Isolated naïve Vδ1+ thymocyte repertoires include a considerable fraction of Vδ2 TCR sequences. (a) Total NGS counts and (b) relative fraction within repertoire of the thymic TRDV01, TRDV02 and TRDV03 sequences compared to those found in the PB of an unrelated cohort of healthy donors (n = 3). Graphical representation of V-J rearrangement in the TRG repertoire (c) and in the Vγ9 sequences (d) indicates a preferential usage of the J1 segment. Indicated are mean ± SEM; Mann-Whitney test was used to compare groups (*p < 0.05).

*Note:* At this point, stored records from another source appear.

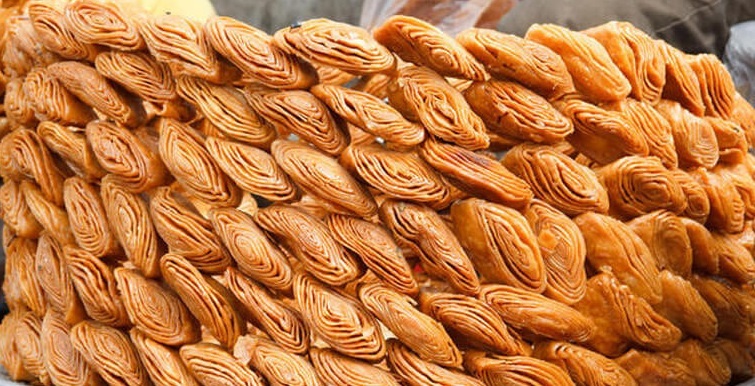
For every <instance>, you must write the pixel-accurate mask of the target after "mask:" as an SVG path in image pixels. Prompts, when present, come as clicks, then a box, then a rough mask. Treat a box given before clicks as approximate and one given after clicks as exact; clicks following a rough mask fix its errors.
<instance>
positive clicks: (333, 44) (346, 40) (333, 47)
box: [273, 19, 396, 75]
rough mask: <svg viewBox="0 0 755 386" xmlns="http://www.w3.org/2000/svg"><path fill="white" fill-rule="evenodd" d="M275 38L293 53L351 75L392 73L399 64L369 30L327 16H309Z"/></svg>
mask: <svg viewBox="0 0 755 386" xmlns="http://www.w3.org/2000/svg"><path fill="white" fill-rule="evenodd" d="M273 41H274V44H275V45H276V46H278V47H279V48H281V49H282V50H284V51H286V52H288V53H290V54H295V55H298V56H300V57H302V58H304V59H306V60H308V61H311V62H314V63H317V64H318V65H324V66H329V67H335V68H337V69H339V70H342V71H345V72H348V73H352V74H357V75H365V74H371V73H375V72H390V71H392V70H393V69H394V68H395V66H396V60H395V58H394V57H393V55H392V54H391V53H390V51H388V50H387V49H386V48H385V47H383V46H381V45H380V44H379V43H378V42H377V41H375V39H373V38H372V36H370V33H369V32H368V31H367V30H365V29H363V28H359V27H355V26H352V25H349V24H345V23H339V22H336V21H332V20H328V19H310V20H307V21H304V22H301V23H296V24H294V25H292V26H290V27H286V28H283V29H281V30H278V32H276V33H275V35H274V36H273Z"/></svg>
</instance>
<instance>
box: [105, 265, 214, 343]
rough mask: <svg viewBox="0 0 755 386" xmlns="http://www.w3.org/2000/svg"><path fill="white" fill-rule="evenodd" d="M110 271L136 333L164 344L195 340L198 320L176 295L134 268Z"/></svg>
mask: <svg viewBox="0 0 755 386" xmlns="http://www.w3.org/2000/svg"><path fill="white" fill-rule="evenodd" d="M113 274H114V276H115V281H116V283H117V285H118V290H119V291H120V293H121V299H122V301H123V305H124V306H125V308H126V312H127V313H128V317H129V320H131V322H132V323H133V324H134V325H135V330H137V331H139V334H144V336H145V337H146V338H149V339H151V340H154V341H155V342H158V343H161V344H164V345H168V346H180V345H183V344H188V343H194V342H196V341H198V340H199V338H200V330H199V327H200V326H199V323H198V322H197V320H196V319H194V317H193V316H192V315H191V313H190V312H189V310H188V308H186V306H185V305H184V304H183V302H181V299H180V298H179V297H178V295H176V294H175V293H173V292H172V291H170V290H168V289H167V288H164V287H163V286H162V285H161V284H160V283H159V282H157V281H153V280H150V279H147V278H145V277H144V276H142V275H141V274H140V273H139V272H138V271H137V270H133V269H128V268H116V269H115V271H114V272H113Z"/></svg>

We next employed a Treemap type of graph for the clonotype graphical representations (Fig. 3a–c). In these graphs, clonotypes are grouped and colour-coded by chain (TRGV-02, -03, -04, -05, -08 and -09 for the TRG datasets; TRDV-01, -02, -03, -04, -05 and -08 for the TRD datasets). Other layers of information are included in these graphs. Indeed, each square represents a unique clonotype and its area is proportional the clonotype relative fraction in the dataset. Clonotypes are then ordered by read counts from the most (top left corner) to the least (bottom right corner) abundant. This analysis clearly revealed the presence of many different sequences with very low read counts in the thymic samples, and no skewing towards a specific clonal pattern in either TRG or TRD repertoires (Fig. 3a,b), whereas repertoires from PB are defined as oligoclonal in the sense that the top 20 clonotypes (by read counts) usually account for more than 70% of the whole repertoire (Fig. 3c). Consistent with this, we found no significant biases in terms of CDR3 length distributions in the thymic samples (Fig. 3d–e), whereas the distribution plot for the PB control shows clear signs of immunological memory with the loss of the typical gaussian-shaped distribution characteristic of naïve repertoires and the acquisition of spikes of more frequent sequences with CDR3 segment of the same length (Fig. 3f). Interestingly, the clonotype graphical representation also highlighted that the non-Vδ1 sequences were the most abundant clonotypes within the repertoire of the purified Vδ1+ thymocyte samples (Fig. 3b) and were almost absent in the PB control (Fig. 3c). Also, no differences where observed in the CDR3 distributions of Vδ1 and Vδ2, except (and as expected) for the CDR3 length median value (Fig. 3g).

Fig. 3
figure 3

Thymic TCRγ and TCRδ repertoires are highly polyclonal. (a,b) Graphical representation of the thymic TRG (left) and TRD (right) repertoires. In these Treemap graphs, each square represents a clonotype bearing a unique nucleotide sequence, its area being proportional to relative abundance in the repertoire; and the colours group the clonotypes by TCR chains. (c) Graphical representation of a PB TRD control repertoire. (de) Thymic and PB (f) CDR3 length (number of nucleotides) distributions for each TCR chain. (g) Example of CDR3 length distribution of thymic Vδ1 (top) and Vδ2 (bottom) sequences. (hi) Rarefaction analysis of repertoires from thymic and PB samples. The number of unique clonotypes in a sample are plotted against its size. Solid and dashed lines are diversity estimates computed by interpolating and extrapolating using a multinomial model respectively.

Looking more deeply into the clonal diversity of the TRG and TRD repertoires, we found thymic samples clustering together and separately from the PB controls, with the thymic TRG and TRD datasets being considerably more diverse than the PB counterparts (Fig. 3h–j). Despite the presence of thousands of low abundant sequences, it was interesting to observe that a considerable number of TRG clonotypes was shared between donors, up to 6.9*103 shared sequences between Thy01 and Thy02 samples (Fig. 4a). This phenomenon was clearly restricted to the γ-chain, since the highest number of shared TRD clonotypes observed was just 116 between Thy05 and Thy06 samples (Fig. 4b). Thus, whereas common TRG sequences are found across thymic Vδ1+ samples, their TRD repertoires are essentially private.

Fig. 4
figure 4

Thymic TCRγ repertoire contains a fraction of public sequences whereas TCRδ is private. (a,b) Number of shared TRGV and TRDV sequences across donors (Thy1-8).